Step 2. The surgeon freezes until he sees that the ligature has been released, prior ro pulling through. Pulling and clamping the ligature all in a solo motion prior to it being released results in a torn pedicle that proves both disgraceful to the operators & could be hazardous to the patient.
Step 3. The surgeon places his free hands in 1 hand, this then leaves the assistant with both her hands free to go pass the 2nd ligature and right into the angled clamp's teeth.
Step 4. The assistant retains the 2nd ligature and ties his side first. Light retraction near the acceptable course of 1 ligature will help maintain reserve between the 2 while the other is fixed. Countertraction during tying of 1 ligature can sometimes be aided by grasping the opposite ligature deep in the wound with a medical instrument & correctively guiding its tension.

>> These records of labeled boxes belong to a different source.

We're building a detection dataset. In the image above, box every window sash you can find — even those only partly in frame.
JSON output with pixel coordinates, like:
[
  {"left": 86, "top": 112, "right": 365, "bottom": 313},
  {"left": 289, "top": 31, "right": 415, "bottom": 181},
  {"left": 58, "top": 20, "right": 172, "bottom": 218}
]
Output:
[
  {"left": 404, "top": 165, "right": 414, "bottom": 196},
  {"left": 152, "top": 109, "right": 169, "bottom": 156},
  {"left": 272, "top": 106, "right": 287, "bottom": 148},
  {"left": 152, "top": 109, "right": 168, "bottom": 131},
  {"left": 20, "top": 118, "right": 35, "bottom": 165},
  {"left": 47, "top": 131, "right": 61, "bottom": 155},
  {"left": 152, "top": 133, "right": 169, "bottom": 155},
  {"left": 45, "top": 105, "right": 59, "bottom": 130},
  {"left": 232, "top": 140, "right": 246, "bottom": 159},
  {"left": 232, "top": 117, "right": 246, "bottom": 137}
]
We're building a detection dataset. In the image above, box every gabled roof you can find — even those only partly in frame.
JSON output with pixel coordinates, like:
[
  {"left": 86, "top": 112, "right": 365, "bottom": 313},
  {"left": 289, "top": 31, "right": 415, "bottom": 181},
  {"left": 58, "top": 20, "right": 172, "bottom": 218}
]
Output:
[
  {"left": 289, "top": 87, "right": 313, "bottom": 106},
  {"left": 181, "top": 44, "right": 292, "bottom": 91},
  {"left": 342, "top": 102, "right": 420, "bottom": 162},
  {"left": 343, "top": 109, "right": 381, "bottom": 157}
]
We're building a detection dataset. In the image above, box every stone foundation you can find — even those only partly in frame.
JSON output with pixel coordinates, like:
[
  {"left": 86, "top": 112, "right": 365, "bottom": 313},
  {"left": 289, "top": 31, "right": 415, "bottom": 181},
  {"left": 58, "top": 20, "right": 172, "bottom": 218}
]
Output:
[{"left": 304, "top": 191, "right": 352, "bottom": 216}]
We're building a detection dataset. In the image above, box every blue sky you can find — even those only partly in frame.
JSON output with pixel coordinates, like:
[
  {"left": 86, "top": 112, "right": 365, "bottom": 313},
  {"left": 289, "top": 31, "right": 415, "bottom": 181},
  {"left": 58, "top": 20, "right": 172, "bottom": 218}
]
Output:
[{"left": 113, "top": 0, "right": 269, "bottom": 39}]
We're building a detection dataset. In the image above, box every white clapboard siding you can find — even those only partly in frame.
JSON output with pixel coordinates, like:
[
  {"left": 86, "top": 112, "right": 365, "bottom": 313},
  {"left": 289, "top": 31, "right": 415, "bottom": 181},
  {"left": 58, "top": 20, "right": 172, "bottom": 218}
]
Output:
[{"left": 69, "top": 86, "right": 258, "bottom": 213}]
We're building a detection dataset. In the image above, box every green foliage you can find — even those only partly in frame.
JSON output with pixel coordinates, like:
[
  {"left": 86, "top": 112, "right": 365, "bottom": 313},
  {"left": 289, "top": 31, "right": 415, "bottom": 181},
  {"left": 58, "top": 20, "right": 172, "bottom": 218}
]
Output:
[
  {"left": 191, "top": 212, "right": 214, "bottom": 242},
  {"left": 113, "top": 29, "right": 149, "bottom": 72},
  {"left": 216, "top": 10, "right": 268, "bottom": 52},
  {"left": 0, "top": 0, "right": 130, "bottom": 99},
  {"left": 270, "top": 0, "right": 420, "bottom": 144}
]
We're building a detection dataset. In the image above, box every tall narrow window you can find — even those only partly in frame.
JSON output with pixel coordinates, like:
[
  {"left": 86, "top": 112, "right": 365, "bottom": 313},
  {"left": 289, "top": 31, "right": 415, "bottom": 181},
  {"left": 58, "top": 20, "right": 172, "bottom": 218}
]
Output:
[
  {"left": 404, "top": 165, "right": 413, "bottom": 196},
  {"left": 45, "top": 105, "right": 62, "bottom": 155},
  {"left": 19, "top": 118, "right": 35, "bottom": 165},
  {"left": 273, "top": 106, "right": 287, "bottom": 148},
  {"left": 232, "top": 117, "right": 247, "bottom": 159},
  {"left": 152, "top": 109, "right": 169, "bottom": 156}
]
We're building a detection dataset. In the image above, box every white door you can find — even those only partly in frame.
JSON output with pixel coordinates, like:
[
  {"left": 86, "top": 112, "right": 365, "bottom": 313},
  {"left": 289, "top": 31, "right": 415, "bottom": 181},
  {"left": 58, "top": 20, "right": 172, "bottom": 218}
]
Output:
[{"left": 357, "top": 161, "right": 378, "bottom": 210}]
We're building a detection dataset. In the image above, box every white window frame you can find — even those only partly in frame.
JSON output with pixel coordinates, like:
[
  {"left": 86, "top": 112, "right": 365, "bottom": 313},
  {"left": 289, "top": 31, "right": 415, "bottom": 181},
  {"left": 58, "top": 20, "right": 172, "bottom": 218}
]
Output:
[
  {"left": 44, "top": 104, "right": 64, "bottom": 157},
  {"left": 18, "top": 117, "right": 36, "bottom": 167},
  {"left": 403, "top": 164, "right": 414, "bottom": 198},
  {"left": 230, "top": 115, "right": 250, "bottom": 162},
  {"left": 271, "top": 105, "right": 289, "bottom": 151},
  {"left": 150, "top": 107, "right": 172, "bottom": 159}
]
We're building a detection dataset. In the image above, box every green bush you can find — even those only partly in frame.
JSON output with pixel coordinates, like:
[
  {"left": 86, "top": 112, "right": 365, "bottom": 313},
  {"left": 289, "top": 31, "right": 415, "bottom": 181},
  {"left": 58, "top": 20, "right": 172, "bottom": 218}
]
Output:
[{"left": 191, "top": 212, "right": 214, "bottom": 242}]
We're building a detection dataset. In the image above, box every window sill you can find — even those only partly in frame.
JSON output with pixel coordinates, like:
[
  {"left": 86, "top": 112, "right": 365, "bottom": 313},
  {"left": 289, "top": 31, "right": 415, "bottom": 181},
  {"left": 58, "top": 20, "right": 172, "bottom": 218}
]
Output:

To have good distance in between the two ties, the knot tier forms the first half hitch, then before tying it down, places his two index fingers inside the loop. Take the deep portion of the loop then finish it at the appropriate place up against the deep part of the pedicle, and completes the tie. As in vessel ligation with a passer, crossing the segments prior tying the 1st 1/2 hitch facilitates flat application, with the best visual performance for both the tier & the assistant.